Louis XVI ne recula cependant pas devant l’immense tâche qui venait de lui échoir, et se prépara avec autant d’empressement que de vigueur à l’accomplir. Une libéralité presque sans précédent dans l’histoire inaugura dignement son règne ; il fit au peuple remise entière du droit de joyeux avènement.
Ouverture des états généraux le 5 mai 1789. Timbre émis le 10 mai 1971
dans la série Histoire de France. Dessin d’Albert Decaris
Voulant pousser plus profondément les bienfaits de sa paternelle vigilance, après avoir rassuré les créanciers de l’État, promis d’acquitter la dette publique s’élevant alors à plus de 5 milliards, rappelé les parlements de l’exil, fait rembourser 24 millions de la dette exigible et 50 millions de la dette constituée, il fit convoquer une assemblée des notables de la nation, afin de s’éclairer sur la valeur des mesures salutaires qu’il avait arrêtées pour le bien du royaume et de déterminer les moyens de rendre leur application efficace.
Le 22 février 1787, cette assemblée ouvrit ses séances ; mais comme malheureusement les éléments dont elle était formée n’étaient rien moins qu’hostiles au monarque et à l’exécution de ses desseins réparateurs, elle se sépara bientôt sans avoir fait d’autres efforts que ceux de jeter la déconsidération sur la royauté qu’elle avait été appelée à sortir d’embarras.
Necker prit sur ces entrefaites la conduite des finances du royaume, dont l’économie était loin d’être assise. Mais la sollicitude de Louis XVI entrevoyait d’autres bienfaits à répandre : d’autres parties de l’État avaient besoin d’être sinon transformées, du moins restaurées profondément ; malgré l’ineptie et le mauvais vouloir récent des notables, il n’hésita pas, dans ce moment suprême, à demander encore à l’expérience et à la raison de la nation l’aide dont il avait besoin pour opérer ce grand œuvre de consolidation sociale.
En conséquence, il fit convoquer une assemblée des états généraux pour le 5 mai 1789. Il est bon de savoir que l’éligibilité à cette assemblée n’était aucunement soumise à la justification d’une propriété quelconque. Le 5 mai, l’assemblée des états, divisée selon la coutume en trois ordres, se réunit pour la première fois dans la salle des Menus plaisirs, à Versailles.
Une mission toute pacifique, toute réparatrice, semblait naturellement dévolue à ce conclave composé de l’élite des intelligences d’une grande nation ; du moins c’est ce que le roi paraissait attendre d’elles, quand il leur disait, par l’organe de Necker : « Vous n’avez pas seulement à faire le bien, mais, ce qui est plus important encore, à le rendre durable. »
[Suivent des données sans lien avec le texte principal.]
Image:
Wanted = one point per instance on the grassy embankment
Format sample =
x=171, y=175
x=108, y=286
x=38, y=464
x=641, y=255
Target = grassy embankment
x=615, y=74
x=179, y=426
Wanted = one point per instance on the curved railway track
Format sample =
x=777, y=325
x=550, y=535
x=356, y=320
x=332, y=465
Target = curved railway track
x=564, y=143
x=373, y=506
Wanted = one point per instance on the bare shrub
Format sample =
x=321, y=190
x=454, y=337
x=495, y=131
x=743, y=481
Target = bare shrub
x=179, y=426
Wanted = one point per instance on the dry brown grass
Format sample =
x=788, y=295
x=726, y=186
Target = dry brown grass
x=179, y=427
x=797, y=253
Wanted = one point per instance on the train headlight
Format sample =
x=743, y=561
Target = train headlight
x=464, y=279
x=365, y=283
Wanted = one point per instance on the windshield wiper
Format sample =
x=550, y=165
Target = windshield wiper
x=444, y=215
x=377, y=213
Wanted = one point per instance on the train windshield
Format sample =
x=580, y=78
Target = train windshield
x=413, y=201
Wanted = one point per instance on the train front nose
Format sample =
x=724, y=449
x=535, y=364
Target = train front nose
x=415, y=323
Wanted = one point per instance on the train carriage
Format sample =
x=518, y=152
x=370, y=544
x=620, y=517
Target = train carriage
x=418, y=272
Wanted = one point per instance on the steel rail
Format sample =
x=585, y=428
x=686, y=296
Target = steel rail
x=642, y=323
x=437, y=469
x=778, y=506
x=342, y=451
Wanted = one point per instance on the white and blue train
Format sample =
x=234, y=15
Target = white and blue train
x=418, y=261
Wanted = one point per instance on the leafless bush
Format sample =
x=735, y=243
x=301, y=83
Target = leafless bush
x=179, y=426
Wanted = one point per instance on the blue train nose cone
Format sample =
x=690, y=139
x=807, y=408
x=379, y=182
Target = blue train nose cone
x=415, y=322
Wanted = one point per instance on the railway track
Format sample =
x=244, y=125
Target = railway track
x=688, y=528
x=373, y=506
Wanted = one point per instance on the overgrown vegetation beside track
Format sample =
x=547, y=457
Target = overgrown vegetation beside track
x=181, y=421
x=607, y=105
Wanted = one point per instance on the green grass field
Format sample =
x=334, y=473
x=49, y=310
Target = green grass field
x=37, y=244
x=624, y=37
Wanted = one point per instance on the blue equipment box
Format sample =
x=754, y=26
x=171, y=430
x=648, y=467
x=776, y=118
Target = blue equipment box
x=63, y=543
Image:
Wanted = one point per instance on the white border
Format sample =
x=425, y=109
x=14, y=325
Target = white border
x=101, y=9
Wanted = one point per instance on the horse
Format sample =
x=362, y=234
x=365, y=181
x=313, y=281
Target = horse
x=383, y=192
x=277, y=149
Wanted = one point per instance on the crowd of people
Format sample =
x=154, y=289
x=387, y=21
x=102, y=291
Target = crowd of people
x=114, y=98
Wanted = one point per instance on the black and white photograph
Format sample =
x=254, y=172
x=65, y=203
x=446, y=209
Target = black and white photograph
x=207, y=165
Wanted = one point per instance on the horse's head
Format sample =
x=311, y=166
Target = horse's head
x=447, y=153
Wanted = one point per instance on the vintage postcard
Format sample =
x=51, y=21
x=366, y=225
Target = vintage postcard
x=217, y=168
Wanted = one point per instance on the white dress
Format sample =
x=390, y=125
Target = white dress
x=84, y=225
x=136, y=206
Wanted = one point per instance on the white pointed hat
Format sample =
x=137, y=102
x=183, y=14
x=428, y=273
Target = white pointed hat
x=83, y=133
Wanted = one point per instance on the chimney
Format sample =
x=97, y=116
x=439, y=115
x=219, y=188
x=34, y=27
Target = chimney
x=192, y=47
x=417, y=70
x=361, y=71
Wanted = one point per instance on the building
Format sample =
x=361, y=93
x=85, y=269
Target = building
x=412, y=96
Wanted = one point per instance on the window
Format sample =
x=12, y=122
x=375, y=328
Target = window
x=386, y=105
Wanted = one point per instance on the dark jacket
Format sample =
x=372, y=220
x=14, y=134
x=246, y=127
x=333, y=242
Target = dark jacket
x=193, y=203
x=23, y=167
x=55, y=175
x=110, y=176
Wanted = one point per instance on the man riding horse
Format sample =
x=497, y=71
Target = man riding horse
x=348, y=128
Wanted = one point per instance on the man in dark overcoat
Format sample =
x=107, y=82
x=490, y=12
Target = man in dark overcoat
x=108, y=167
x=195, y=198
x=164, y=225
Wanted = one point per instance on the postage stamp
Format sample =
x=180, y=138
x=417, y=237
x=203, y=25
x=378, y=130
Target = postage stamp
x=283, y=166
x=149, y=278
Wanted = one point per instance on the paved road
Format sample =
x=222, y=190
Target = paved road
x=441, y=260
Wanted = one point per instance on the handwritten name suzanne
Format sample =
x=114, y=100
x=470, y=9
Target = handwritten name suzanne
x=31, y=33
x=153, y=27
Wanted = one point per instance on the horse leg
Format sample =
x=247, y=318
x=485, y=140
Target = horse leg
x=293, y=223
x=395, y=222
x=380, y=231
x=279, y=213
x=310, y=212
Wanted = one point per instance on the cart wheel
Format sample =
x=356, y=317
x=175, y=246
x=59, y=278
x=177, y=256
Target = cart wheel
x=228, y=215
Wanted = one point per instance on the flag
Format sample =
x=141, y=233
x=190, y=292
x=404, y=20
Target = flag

Belles paroles, mais qui étaient loin d’être dans tous les cœurs. Que voit-on à cette première séance ? Un gouvernement sage et digne, plein de bonne volonté. Que trouve-t-on chez ceux qui ont été appelés à féconder ces bonnes et généreuses intentions ? L’hostilité la plus marquée, et, chose douloureuse à constater, il semble, en examinant l’attitude des trois ordres, qu’ils ont été réunis non pour se concerter, mais pour combattre ; non pour apaiser les maux dont souffre leur commune patrie, mais pour en attirer sur elle de plus effroyables encore.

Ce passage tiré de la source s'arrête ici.